Voglio strapparmi l'anima, ma inevitabilmente resta lì.
A che ti serve il cuore, se te lo tirano via.
Lacrime lontane che ti trovano ancora. Non avevano mai dimenticato la strada.
Lo squarcio si rigenera e cambia solo nome.
Uccidimi, ma non farmi piangere ancora.
Non farmi piangere ancora.
Non lo voglio sentire, s'insinua sotto la pelle e non dormo la notte.
Non dormo la notte e le piaghe si allargano senza fine.
Ma farò finta di niente.
Finta di niente. Minimizzare.
L'orgoglio è l'ultima difesa, prima di spazzarmi via.
Rese dei conti impari. Vinci sempre tu.
La mia anima è troppo sottile e si sfilaccia un altro po'.

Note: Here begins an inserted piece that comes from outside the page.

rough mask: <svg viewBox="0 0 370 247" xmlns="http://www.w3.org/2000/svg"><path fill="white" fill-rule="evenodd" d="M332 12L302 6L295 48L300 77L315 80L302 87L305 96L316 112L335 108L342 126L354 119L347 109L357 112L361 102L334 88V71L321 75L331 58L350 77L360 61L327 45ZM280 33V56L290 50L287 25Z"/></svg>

Fingere di volerti morto e non tra le coperte,
bugie che costano fatica.
Sempre lo stesso gioco
sempre lo stesso gioco.
Troppo difficile gettare la corazza e dire
“Ma che cazzo ce ne frega. Se ardono i corpi le parole non servono a niente.”
Sulle mie labbra tremi,
il mio grembo pugnali di discorsi che non portano a nulla.
Infliggerti lo stesso dolore per sanguinare meno.
Due corazze sottili, paura di bucarle entrambe. Ognuno nella sua gabbia.
Uccelli che cantano l'infelicità da trespoli diversi.
Senza duetto.
Generalizzare.
L'errore qual è:
“Sono tutti uguali”; o “lui è davvero diverso”?!